Books are my addiction. Two stacks of them in my office have now reached between 4 and 5 feet high, as tall as the overfilled bookcase they stand before. By the way, I call those columns my “Yet-to-be-read” piles, and as soon as I get done with the book I’m currently reading — a great account by Pulitzer Prize winner Rick Atkinson on the invasion of Sicily and Italy in 1943 — I plan to take on the book at the pinnacle of the front pile, Michael Beschloss’ “Presidential Courage.” Books by David Halberstam and Ken Follett, Frank DeFord and Garrison Keillor, Norman Maclean and Bill Bryson are in the Green Room just below, waiting to go on.

The problem is, I add to those stacks faster than I pull from them. I’m a little concerned that I could end up like 87-year-old Anthony Cima. Shwartz recounted the story of the San Diego retiree who was in his 12-square-foot hotel apartment when an earthquake hit the city. He was buried under the nearly 9,900 hardcover books he had accumulated. The local newspaper’s headline about the incident read, “Man Almost Killed by Love of Books.”

Actually, the moral of this tale isn’t that I need to get rid of books at all; I think I do that often enough. I loan a lot of them to friends and relatives and students, then forget who has them. I also donate a few to the library, even sell some in our annual garage sale. But keeping Cima and those twin towers in my office, as well as the bookcases in our family and living rooms, in mind, it’s my hope that the New Madrid fault does no shifting prior to my next attempt to thin the stock a little.

There are some books that are such old friends that I know I will never give them up. Shwartz got me to thinking about my own favorites, the ones that have made a difference in my life, the ones I have returned to like old buddies year after year for advice and adventure and solace. In other words, could I answer the question that Shwartz asked writers such as Dave Barry and Joyce Carol Oates and Ethan Canin?

Hoosier Kurt Vonnegut, who took part in Shwartz’s project, wrote to tell him, “Anyone asking a writer a question like yours should own a thumbscrew and a rack.” By the way, Vonnegut listed, among others, Edgar Lee Masters’ “Spoon River Anthology,” Mark Twain’s “Life on the Mississippi,” and interestingly, despite his well-known atheism, The Book of Genesis.

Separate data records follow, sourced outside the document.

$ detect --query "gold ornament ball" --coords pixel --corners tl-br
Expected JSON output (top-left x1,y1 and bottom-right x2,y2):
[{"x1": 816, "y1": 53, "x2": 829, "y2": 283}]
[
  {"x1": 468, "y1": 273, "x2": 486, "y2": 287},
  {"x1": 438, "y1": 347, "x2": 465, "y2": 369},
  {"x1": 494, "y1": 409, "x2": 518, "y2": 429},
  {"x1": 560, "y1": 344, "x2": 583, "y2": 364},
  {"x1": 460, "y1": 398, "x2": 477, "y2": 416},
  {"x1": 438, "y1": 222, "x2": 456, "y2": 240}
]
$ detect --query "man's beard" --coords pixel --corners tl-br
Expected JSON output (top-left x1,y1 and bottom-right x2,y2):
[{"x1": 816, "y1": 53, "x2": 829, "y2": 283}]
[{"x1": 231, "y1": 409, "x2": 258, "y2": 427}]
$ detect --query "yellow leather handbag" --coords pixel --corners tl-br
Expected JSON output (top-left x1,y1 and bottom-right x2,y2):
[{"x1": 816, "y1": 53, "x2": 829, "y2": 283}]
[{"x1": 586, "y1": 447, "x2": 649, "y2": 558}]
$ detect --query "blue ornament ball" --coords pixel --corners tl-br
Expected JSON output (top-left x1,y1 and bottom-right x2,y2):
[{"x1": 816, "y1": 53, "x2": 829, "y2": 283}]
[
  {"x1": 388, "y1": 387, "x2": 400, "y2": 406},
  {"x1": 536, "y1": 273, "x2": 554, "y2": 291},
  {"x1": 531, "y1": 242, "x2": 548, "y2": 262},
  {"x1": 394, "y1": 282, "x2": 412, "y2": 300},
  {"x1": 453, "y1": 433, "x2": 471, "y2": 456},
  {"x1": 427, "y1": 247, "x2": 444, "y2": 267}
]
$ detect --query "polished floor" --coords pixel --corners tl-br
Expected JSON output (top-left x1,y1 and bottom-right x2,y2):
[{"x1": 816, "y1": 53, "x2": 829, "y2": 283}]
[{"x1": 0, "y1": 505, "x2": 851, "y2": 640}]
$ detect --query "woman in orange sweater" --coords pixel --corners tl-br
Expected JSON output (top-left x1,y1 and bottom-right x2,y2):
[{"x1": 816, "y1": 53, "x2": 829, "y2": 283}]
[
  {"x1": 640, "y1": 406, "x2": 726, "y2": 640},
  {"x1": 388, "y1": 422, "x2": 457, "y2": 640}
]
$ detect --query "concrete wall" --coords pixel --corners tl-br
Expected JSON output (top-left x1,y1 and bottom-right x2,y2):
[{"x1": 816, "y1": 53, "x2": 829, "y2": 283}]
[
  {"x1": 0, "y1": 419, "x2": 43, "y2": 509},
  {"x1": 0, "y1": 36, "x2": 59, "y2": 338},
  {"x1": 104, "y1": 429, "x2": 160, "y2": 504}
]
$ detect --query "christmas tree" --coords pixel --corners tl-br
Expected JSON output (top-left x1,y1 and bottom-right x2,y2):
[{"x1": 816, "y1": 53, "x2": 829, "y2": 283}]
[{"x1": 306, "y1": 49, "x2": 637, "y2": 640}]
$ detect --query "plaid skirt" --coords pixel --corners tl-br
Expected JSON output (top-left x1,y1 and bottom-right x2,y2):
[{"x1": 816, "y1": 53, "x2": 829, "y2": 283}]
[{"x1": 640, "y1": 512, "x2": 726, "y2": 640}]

For me, well, I hate to make commitments on things like favorite book lists, but mine would be remarkably similar to Vonnegut’s, that is if you throw Robert Louis Stevenson’s “Kidnapped” and “Treasure Island” into the mix, maybe a little Robert Frost and David McCullough and …

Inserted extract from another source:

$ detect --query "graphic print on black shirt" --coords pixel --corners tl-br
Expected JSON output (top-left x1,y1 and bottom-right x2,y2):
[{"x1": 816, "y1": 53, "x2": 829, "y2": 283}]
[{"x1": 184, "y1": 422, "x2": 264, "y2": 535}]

I had to be in Indianapolis again this past weekend, and since it was only 71 blocks away from my original destination — practically next door — I managed to spend a few minutes (actually, it was two hours) meandering through that bookstore like a lazy stream.

I only bought five books. After all, I have the perfect spot for another stack on the other side of my desk. I just hope we don’t have any earthquakes.